Mais atrás, Miguel Oliveira ficou ‘preso’ em 13º até sofrer uma tentativa de ultrapassagem por parte de Fermín Aldeguer (BK8 Gresini Racing).
À 6ª volta da corrida, na discussão por posição na curva 7, os dois ‘velhos conhecidos’ (recordamos a lesão do português na Argentina na sequência de um toque com Aldeguer) voltaram a ter um encontro mais imediato em pista.
Aldeguer procurou, nas suas palavras, uma trajetória interior para garantir a ultrapassagem a Miguel Oliveira.
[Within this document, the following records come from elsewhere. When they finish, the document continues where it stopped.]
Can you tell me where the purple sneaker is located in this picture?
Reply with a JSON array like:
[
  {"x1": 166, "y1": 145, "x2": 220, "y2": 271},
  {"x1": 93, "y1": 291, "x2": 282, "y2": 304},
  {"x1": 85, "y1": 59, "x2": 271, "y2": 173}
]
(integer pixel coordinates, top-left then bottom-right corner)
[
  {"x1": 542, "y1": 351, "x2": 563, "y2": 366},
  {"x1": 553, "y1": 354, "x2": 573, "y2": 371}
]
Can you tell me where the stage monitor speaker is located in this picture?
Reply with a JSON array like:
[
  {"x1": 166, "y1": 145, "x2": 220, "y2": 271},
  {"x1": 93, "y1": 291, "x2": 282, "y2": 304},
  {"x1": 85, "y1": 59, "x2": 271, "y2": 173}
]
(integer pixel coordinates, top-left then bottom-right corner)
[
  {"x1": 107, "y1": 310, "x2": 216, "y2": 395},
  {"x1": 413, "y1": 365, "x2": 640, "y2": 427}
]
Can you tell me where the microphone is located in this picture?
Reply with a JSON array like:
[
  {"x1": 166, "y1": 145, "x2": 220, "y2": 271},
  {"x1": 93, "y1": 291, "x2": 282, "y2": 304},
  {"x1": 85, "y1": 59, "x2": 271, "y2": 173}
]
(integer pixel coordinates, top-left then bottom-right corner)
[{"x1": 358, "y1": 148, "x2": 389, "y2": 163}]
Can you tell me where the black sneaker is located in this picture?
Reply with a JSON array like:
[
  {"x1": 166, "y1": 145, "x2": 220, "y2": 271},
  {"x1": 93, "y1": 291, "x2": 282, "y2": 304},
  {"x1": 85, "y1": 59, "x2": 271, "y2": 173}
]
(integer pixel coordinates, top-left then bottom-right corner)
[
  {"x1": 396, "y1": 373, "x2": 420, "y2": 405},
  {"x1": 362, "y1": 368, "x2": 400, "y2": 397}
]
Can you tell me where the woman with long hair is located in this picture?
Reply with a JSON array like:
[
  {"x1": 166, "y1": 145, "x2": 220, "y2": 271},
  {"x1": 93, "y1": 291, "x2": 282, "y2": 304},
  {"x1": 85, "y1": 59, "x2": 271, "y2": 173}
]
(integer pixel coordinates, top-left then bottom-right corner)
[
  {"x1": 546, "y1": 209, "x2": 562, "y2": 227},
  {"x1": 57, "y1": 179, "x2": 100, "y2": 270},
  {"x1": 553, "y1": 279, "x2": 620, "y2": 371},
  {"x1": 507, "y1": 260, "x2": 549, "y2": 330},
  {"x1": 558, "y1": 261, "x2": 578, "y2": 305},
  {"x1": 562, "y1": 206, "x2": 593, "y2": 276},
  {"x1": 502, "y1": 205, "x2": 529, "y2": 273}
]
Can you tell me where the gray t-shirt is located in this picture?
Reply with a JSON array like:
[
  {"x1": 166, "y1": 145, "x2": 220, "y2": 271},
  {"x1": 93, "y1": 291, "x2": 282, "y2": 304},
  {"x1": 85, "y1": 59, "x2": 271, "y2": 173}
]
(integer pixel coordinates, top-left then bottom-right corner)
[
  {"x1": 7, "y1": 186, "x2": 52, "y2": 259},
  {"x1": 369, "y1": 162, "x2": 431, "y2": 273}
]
Depois terá alargado, sem se tocarem, diz Aldeguer, e nesse momento obrigou o português a sair da trajetória e a abrandar para evitar a saída de pista.
Nessa manobra, que foi penalizada pelos Comissários de MotoGP com 3 segundos acrescentados ao piloto da Gresini, vimos Miguel Oliveira descer de uma só vez da 13ª posição até à 17ª.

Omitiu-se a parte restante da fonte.